Miroslav Berić

Personal information
- Born: January 20, 1973 (age 53) Belgrade, SR Serbia, SFR Yugoslavia
- Nationality: Serbian
- Listed height: 2.00 m (6 ft 7 in)
- Listed weight: 95 kg (209 lb)

Career information
- NBA draft: 1995: undrafted
- Playing career: 1990–2007
- Position: Shooting guard

Career history
- 1990–1997: Partizan
- 1991–1992: →Profikolor
- 1997–1999: Tau Cerámica
- 1999–2000: Müller Verona
- 2000–2001: Partizan
- 2001–2003: Scavolini Pesaro
- 2003–2004: Žalgiris
- 2004–2005: Panellinios
- 2005–2006: Azovmash
- 2006: Llanera Menorca
- 2007: Gijón

Career highlights
- FIBA SuproLeague Top Scorer (2001); Spanish Cup winner (1999); 3× YUBA League champion (1995–1997); YUBA League Top Scorer (2001); 2× FR Yugoslavia Cup winner (1994, 1995); Lithuanian League champion (2004); 1× YUBA All-Star (1997);

= Miroslav Berić =

Serbian basketball player (born 1973)

Miroslav "Mića" Berić (Мирослав "Мића" Берић; born January 20, 1973) is a Serbian former professional basketball player. Standing at 2.00 m (6'6 ") tall, he played at the shooting guard position.

==Professional career==
Berić was the top scorer of the 2000–01 FIBA SuproLeague, averaging 23.3 points per game, while playing with Partizan. He also played for Tau Vitoria, Müller Verona, Scavolini Pesaro, Žalgiris, Panellinios, Azovmash, Llanera Menorca and Gijón.

After being without a club for more than a year, Berić announced his retirement from basketball in June 2008.
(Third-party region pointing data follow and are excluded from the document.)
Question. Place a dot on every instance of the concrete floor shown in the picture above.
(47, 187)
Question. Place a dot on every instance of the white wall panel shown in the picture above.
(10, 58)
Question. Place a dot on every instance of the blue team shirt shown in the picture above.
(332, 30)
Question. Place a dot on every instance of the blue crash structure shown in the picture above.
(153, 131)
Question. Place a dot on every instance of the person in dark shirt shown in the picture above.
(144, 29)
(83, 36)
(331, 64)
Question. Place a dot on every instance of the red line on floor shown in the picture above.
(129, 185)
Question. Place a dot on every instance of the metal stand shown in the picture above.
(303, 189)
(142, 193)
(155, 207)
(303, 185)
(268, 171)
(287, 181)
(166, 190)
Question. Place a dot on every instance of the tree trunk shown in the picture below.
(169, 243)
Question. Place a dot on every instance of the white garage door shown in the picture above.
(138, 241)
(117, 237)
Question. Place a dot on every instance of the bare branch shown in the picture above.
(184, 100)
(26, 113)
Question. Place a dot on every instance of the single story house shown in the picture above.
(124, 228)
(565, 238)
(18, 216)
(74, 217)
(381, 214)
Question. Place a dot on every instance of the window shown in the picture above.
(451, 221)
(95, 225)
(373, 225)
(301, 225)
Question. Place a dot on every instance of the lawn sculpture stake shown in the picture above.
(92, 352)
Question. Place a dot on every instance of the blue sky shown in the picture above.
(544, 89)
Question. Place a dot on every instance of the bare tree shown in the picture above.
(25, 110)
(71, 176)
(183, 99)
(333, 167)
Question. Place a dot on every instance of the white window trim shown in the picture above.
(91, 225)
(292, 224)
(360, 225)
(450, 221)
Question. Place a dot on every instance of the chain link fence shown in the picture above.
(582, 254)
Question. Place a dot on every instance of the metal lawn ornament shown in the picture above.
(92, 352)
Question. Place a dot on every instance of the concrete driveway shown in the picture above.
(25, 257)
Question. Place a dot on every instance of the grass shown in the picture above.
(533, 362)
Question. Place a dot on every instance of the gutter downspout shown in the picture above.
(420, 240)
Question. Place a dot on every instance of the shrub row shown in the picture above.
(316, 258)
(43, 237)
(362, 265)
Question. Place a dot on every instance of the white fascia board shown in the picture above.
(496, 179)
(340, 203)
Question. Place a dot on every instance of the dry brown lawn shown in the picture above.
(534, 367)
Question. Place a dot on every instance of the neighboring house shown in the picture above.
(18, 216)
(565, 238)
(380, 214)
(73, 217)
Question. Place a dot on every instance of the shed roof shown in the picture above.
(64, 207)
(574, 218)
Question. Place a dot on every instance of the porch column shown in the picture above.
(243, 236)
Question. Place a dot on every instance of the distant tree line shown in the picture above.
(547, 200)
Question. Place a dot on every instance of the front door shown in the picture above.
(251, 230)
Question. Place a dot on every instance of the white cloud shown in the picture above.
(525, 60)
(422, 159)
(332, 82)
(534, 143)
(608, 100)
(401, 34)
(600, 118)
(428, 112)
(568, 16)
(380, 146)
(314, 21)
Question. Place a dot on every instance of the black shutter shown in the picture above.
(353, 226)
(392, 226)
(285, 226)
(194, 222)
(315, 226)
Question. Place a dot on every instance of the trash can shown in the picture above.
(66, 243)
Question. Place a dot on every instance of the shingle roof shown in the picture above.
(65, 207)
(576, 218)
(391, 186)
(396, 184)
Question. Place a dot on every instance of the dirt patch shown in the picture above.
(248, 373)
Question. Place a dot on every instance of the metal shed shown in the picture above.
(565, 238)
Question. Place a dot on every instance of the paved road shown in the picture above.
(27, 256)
==Yugoslav national team==
Berić was a regular member of the senior Yugoslav national team, during the 1990s. He won two FIBA EuroBasket gold medals, in 1995 and 1997, as well as the gold medal at the 1998 FIBA World Championship.

==Career statistics==

===EuroLeague===

| Year | Team | GP | GS | MPG | FG% | 3P% | FT% | RPG | APG | SPG | BPG | PPG | PIR |
|---|---|---|---|---|---|---|---|---|---|---|---|---|---|
| 2001–02 | Pesaro | 16 | 11 | 28.6 | .397 | .387 | .807 | 1.6 | 1.9 | .6 | .0 | 13.0 | 10.6 |
| 2003–04 | Žalgiris | 9 | 5 | 23.6 | .500 | .419 | .625 | 1.3 | 1.7 | .3 | .0 | 9.8 | 6.6 |
| Career |  | 25 | 16 | 26.8 | .428 | .396 | .766 | 1.5 | 1.8 | .5 | .0 | 11.8 | 9.2 |

==Post-playing career==
Soon after his retirement, in July 2008, Berić was hired as the team manager of the senior Serbian national team. The hiring took place at the invitation of the team's head coach Dušan Ivković.

He quit the job in 2011.

=== Political engagement ===
Berić participated in the 2023 Belgrade City Assembly election as a candidate of the Serbia Against Violence opposition coalition and was elected to the City Assembly.